States are in the news these days. Everybody seems to be worried about how the states should get a better deal from the Centre. In recent weeks, many announcements have been made to show how the government’s new initiatives will result in significant financial gains for the states. Going by such claims, it would appear that it is now time to celebrate a new phase of a fair and equitable fiscal relationship between the Centre and the states. Surprisingly, however, not all states seem to be happy. It is, therefore, reasonable to take a close look at these initiatives and assess how real those promised financial gains are and whether they actually represent a new challenge for governance.
One of the most recent and well-publicised pushes towards ensuring for the states a higher share of central revenues came from the 14th Finance Commission. It recommended that the states’ share in the divisible pool of central revenues should be 42 per cent, up by about 10 percentage points. The National Democratic Alliance government of Narendra Modi accepted it and Finance Minister Arun Jaitley announced with an unconcealed sense of pride that the government had agreed to accept that “unprecedented increase” in devolution, which would “empower states with more resources”.
That was what the finance minister said in his Budget speech delivered in February. Accordingly, the net resources the Centre will transfer to the states and Union Territories during 2015-16 are expected to rise to Rs 8.43 lakh crore, over 23 per cent more than were transferred in 2014-15. That should have thrilled the states. But many of them appeared to be a little disappointed and began complaining. The reasons for this reaction were not clear.

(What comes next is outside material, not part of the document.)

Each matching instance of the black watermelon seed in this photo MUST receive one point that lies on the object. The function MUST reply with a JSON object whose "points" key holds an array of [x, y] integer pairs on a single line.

What, however, became clear was that even as the government increased the tax devolution to states, it also implemented a new formula for funding major programmes under central assistance for state plans.
What does the new formula do? The Union government has decided to stop funding as many as 12 programmes. For another 13 programmes, the Union government’s funding will be reduced. This will leave 23 programmes that will continue to be funded fully by the Centre. The finance ministry’s argument is that the new funding pattern has to be put in place because of the resources that would have otherwise been allocated for 25 schemes have already been subsumed in the award for resources transfer to states made by the 14th Finance Commission. States will still be left with more resources, and will now enjoy a certain freedom to spend them according to their requirements. But questions of capacity and the ability to frame suitable programmes, resisting populist pressures, and implement them successfully will also have to be addressed.

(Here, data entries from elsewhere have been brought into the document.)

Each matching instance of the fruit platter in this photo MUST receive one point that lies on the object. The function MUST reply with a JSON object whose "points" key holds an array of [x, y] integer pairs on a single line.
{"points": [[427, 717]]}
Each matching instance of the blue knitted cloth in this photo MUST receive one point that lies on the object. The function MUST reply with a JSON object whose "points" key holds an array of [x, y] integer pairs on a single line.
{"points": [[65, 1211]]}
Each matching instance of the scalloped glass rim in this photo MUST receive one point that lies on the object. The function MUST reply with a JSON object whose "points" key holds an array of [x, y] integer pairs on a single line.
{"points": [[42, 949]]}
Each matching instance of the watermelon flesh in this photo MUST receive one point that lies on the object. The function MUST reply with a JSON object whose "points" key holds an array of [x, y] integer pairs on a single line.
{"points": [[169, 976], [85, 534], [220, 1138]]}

Some states may have also been disturbed after realising that a higher share in the divisible pool of central taxes has already encouraged the Union government to make some clever tax changes in a manner that the incremental revenue does not become part of the divisible pool. In other words, the states do not get any share in the revenues collected as a result of those changes. Thus, wealth tax, whose collections though small were part of the divisible pool, was abolished and instead a surcharge was levied on the tax to be paid by those earning an annual income of over Rs 1 crore. The surcharge, thus, collected will not be shared with the states. Similarly, the excise duty increases on diesel and petrol, introduced during 2014-15, were replaced by cesses, which again were not part of the divisible pool of taxes.
Another occasion where the Centre talked about its promise of sharing financial resources with the states was the auction of coal blocks, whose allotment in the past several years had been declared illegal and cancelled by the Supreme Court. As many as 33 coal mine blocks have been auctioned in two phases, fetching an estimated Rs 2 lakh crore by way of revenues from auction bid money and royalty. The Centre will not benefit from this exercise financially. The entire auction and royalty proceeds will go to the states, where the auctioned mining blocks are located. The states of Odisha, Chhattisgarh, Jharkhand, Maharashtra and West Bengal will benefit from the auctions that have been concluded so far.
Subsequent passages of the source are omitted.